A practical roadmap for ANZ leaders

To unlock the full potential of AI while managing its risks, ANZ organisations need to start with a clear and achievable strategy — one that ties every initiative to measurable business outcomes. Identify the top three use cases that can deliver tangible impact within six to 12 months and focus resources there.

At the same time, data trust must become a board-level metric. Move away from fragmented ‘data projects’ towards a unified foundation built on quality, lineage, access controls and clear ownership. This shift transforms data from a technical asset into a strategic enabler of AI at scale.

A platform-based approach is key. Giving teams secure, governed access to AI models and tools allows pilots to transition into production quickly — without costly rework — accelerating time-to-value while maintaining compliance and control.

Governance must underpin every stage of the AI lifecycle, not be applied as an afterthought. Business leaders should define model risk thresholds, establish regular monitoring cadences and develop incident playbooks before scaling any AI deployment. By integrating governance early, organisations can innovate with confidence while maintaining accountability, ensuring AI delivers trusted, compliant and high-impact outcomes.

To maximise return on investment, business leaders should measure outcomes, not activity.
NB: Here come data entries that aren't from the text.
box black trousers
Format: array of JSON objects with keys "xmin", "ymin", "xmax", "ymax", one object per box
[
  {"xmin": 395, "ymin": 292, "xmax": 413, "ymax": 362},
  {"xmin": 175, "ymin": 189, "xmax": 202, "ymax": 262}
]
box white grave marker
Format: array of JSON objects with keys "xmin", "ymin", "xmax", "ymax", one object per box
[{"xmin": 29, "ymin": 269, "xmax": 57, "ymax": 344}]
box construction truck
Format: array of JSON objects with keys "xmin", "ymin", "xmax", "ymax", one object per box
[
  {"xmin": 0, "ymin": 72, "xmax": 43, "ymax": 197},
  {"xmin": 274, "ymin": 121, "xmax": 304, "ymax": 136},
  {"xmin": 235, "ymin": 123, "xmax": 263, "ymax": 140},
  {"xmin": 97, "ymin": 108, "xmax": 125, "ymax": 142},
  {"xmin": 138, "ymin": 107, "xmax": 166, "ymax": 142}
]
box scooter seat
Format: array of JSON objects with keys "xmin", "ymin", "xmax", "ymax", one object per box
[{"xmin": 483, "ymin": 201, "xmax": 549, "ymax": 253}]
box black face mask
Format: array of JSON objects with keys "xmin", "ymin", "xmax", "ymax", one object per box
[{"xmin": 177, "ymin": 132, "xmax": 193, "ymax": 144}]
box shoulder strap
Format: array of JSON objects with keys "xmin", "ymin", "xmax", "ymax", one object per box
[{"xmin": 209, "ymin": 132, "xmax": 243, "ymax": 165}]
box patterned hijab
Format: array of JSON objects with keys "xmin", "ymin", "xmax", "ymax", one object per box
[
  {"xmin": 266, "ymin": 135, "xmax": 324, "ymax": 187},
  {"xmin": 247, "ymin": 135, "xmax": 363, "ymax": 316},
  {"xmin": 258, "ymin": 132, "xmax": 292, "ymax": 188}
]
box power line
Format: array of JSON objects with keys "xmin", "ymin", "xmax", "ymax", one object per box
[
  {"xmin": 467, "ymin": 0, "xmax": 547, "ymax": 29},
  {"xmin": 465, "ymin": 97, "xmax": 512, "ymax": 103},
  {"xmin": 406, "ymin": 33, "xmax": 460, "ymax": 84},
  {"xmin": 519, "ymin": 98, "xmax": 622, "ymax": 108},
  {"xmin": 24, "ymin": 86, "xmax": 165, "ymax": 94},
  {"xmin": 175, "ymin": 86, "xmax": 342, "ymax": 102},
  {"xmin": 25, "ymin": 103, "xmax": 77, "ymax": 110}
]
Track production-ready models, user adoption, cost savings, and new revenue streams that AI initiatives generate. These are the metrics that reflect true enterprise value.

The ANZ region is entering a decisive phase in the AI journey. The technology is ready, the guardrails are forming and the competitive pressure is building.

Success will depend on how well organisations can connect innovation with discipline — scaling AI through trusted data, strong governance and measurable impact. Those that make this shift now will not only lift productivity and resilience but set the benchmark for responsible AI leadership across the region.